Big changes feel like stepping onto a trail you’ve never run: you see a few yards ahead, then the path bends out of sight. Søren Kierkegaard warned that “life can only be understood backwards; but it must be lived forwards.” You move first. Meaning resolves in hindsight. This is the fundamental problem of nontrivial change: information arrives after commitment, and your choices change the system you’re trying to evaluate. I try to minimize one-way doors, maximize reversibility, prefer short feedback loops to long bets. Call it Bayesian life planning. Managing uncertainty isn’t just about decision architecture, it’s about learning to trust yourself. The unease at the starting line isn’t fear; it’s a signal. Kierkegaard called anxiety “the dizziness of freedom”: that pit-of-stomach sensation when the old route ends and the trail ahead is yours to forge. If everything were predetermined, you’d be on autopilot. Feeling unsteady is evidence your future remains shapeable; possibility still has nonzero measure. I treat identity as an evolution, not an endpoint.

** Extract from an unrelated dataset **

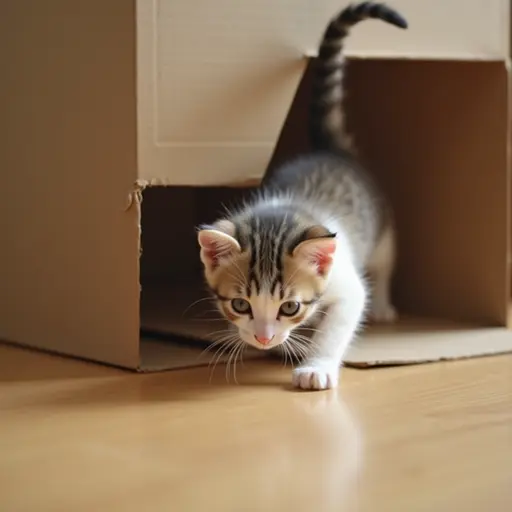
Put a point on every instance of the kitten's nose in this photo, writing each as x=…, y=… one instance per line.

In systems terms, the self isn’t a fixed baseline but an OPSCON under continuous refinement: retire obsolete requirements and field new capabilities that fit the environment. I try to calibrate my scoreboard by what I control (attention, effort, integrity) not external noise. Let ambition be a function of agency: optimize the variables you own; hold the rest lightly. But operational discipline only gets you to the trailhead.

Actually running requires something else: the willingness to say no to what no longer serves you, and yes to what does. Nietzsche sketches this as three metamorphoses. First comes the camel, learning to bear chosen burdens (discipline, constraint, duty) until strength is internalized. Then, in the desert, the spirit meets the dragon of ‘Thou-shalt,’ the collection of inherited commandments, and becomes a lion. The lion doesn’t invent new values but wins the ground on which creation could happen: “To create freedom for oneself,. . . for that, my brethren, the lion is needed.” Only after this can the child arrive: the third metamorphosis, with its light, experimental ‘Yes’ that creates freedom. In other words: carry what must be carried (camel), say no to what no longer fits the terrain (lion), then freely choose your path forward (child). Bayesian planning gives you the method; the three metamorphoses name the lived sequence that makes the method human. The work may sound simple but can be hard to live: carry what strengthens you, drop what slows you, and keep saying yes to the life ahead. Each step updates the model; each update makes the next step clearer. Change is coming either way. You might as well lace up and run toward the unknown.